Question #6 - Role of Causal Reasoning
6) What is the role of "causal" or physics based descriptions in understanding action? Is it more important for action than for statics? Are appearance/kinematic descriptions more or less appropriate than for the static case? [I am trying to get at the difference between just describing things as they "are" versus "why" they are that way. While the explanation based approaches have not become prominent in the interpretation of static imagery they seem to be more easily invoked for the understanding of video. Then again, the HMM approach to action description is purely based on what tends to happen, no mention of why.]
I think that the issue is not so much about whether our models are physical or not but rather whether they provide the necessary constraints. Whether physical or image-based, we need models of action that provide strong constraints on the interpretation of image events.
Such strong constraints are necessary for estimating image properties such as motion in complex scenes. They also provide concise descriptions of image events that can be used for recognition. An example of this is my work with Yaser Yacoob on the recognition of facial expressions from image motion. By formulating simple parameterized models of facial feature motions we were able to measure these motions reliably and exploit the changing parameter values for recognition.
The use of such strong models in general scenes raises the important,
and little addressed, issue of indexing. Given a set of models which may
explain an image event, how do we efficiently choose which model to use?
Moreover, if the model is scale dependent how do we select the appropriate
spatial and temporal scales?
Vision sciences traditionally take high-level vision to be concerned with static properties of objects, typically their identities, categories, and shapes. The relationships between these properties and visual features are correlational (not necessary or sufficient), leading to many proposals for how brains and computers may compute optimal discriminators for various sets of images. The success of these methods depends of course on coming close to the prior probability of all possible "natural" images, a distribution which nobody knows how to approximate.
Arguably, causal dynamic properties of objects and scenes are more informative, more universal and more easily computed. These properties- substantiality, solidity, contiguity, contact, and conservation of momentum -- are governed by simple physical laws at human scales and are thus consistent across most of visual experience. They also have very simple signatures in the visuo-temporal stream. But most importantly, since these properties are causal, we may find that a small number of qualitative rules will provide satisfactory psychological and computational accounts of much of visual understanding.
For example: There is a growing body of psychological evidence showing that infants are fluent perceivers of lawful causality and violations thereof. Spelke and Van de Valle found that nine-month old infants can make sophisticated judgments about the causality of action-sometimes before they can reliably segment still objects from backgrounds! Yet, only a handful of rules suffices to describe all the causal distinctions made by the infants.

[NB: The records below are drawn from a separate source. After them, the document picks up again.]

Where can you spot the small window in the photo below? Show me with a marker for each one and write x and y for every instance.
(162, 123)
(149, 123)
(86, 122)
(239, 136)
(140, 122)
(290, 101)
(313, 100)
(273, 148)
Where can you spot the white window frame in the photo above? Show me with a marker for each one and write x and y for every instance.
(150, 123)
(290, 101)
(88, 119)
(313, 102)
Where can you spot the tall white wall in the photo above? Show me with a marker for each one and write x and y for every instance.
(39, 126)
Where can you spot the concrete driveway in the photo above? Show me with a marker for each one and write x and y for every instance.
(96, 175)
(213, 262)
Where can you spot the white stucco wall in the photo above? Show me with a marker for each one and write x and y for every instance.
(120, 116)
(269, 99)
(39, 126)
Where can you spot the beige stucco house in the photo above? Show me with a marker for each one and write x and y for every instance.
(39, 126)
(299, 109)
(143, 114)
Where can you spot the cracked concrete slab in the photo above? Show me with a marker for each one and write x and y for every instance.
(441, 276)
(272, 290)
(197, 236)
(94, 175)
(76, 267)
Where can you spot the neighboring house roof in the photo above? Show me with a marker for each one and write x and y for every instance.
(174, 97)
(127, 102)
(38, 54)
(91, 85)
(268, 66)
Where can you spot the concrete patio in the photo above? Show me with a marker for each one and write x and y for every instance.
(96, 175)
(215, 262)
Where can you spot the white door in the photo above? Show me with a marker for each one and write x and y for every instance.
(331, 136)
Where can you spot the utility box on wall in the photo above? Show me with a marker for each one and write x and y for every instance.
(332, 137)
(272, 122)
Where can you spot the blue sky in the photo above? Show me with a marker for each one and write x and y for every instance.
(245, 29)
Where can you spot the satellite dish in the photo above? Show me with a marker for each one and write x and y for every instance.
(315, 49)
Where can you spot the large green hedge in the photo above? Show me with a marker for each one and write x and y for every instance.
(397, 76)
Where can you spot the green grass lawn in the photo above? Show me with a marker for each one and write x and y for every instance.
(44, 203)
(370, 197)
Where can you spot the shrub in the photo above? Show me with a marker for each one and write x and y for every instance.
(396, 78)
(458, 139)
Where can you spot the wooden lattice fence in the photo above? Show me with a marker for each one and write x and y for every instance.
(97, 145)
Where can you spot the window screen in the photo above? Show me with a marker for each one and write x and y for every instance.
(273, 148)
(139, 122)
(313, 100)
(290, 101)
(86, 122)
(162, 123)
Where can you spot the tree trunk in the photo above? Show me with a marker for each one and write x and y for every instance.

Following this lead, I am exploring the hypothesis that causal perception rests on inference about the motions and collisions of surfaces (and proceeds independently of processes such as recognition, reconstruction, and static segmentation). I am building systems that use causal landmarks to segment video into actions, and use higher-level causal constraints to ensure that actions are consistent over time. Each system takes a video sequence of manipulative action as input, and outputs a plan-of-action and selected frames showing key events --- the "gist'' of the video --- useful for summary, indexing, reasoning, and automated editing. Gisting may be thought of as the "inverse Hollywood problem'' --- begin with a movie, end with a script and storyboard.
These systems track patches of similarly behaving pixels (coherent in motion or color) and interprets the changing spatial relations between them. The strategy is to detect potential events in varying shapes, velocities, and spatial relations among the tracked surfaces. This becomes a problem in dynamical modeling of multiple interacting processes. (Up to three "objects" and their pairwise spatial relations are needed to capture the full range of actions denoted by natural language verbs.) For this I have developed a generalization of hidden Markov models (HMMs) in which HMMs are coupled with across-model probabilities to represent the interactions between processes, e.g., between sets of evolving spatial relations. These models are trained to recognize events and then assembled into a finite state machine whose transitions accord with the infant perception results obtained by Spelke et al. A modified Viterbi algorithm is then used to parse video sequences of continuous action, integrating information over time to find the most probable sequence of actions given the evidence in the video.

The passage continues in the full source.